All of the incidents involved misconduct by employees in which facilities were penalized for failing to prevent access. In one case, a facility was fined for failing to ensure the physical security of stored paper records offsite when a storage locker was discovered to have a broken lock. The facility has since taken measures to transition to electronic records and store paper records in a more secure, indoor facility.
Several cases involved access to or disclosure of health records of friends, families, or coworkers after their admittance to the hospitals. The others involved identity fraud perpetrated through access to personal information.

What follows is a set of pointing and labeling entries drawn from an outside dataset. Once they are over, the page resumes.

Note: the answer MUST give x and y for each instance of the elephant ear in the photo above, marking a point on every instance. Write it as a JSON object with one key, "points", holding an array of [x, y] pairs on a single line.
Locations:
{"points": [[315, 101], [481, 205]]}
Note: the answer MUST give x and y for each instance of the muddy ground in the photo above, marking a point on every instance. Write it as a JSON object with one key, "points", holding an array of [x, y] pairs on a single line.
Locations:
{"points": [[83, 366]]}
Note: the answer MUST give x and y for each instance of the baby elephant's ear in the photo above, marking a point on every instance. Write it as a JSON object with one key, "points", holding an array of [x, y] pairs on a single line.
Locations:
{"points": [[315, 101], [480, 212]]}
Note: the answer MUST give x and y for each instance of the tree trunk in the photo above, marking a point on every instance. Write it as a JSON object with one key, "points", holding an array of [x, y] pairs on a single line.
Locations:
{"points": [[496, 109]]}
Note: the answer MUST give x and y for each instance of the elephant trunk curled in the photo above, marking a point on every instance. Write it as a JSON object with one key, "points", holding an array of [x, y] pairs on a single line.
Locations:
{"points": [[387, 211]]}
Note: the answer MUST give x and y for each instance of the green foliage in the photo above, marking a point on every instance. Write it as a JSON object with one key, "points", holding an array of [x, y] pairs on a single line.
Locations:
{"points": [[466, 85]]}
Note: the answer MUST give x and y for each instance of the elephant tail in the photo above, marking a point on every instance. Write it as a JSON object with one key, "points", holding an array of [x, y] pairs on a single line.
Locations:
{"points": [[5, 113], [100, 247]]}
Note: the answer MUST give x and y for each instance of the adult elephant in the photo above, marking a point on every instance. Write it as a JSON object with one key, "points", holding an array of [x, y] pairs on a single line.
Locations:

In all but one case, an administrative penalty was $25,000 was assessed for each patient whose privacy was breached, with an additional $17,500 charged for every additional violation of that patient’s rights.
The combination of public concern for records privacy and financial incentives for enforcement makes this issue that health care providers cannot afford to take lightly. It is critical for all healthcare providers to ensure that they have policies, procedures, and all of the elements necessary to ensure compliance with both HIPAA and California law on patient privacy.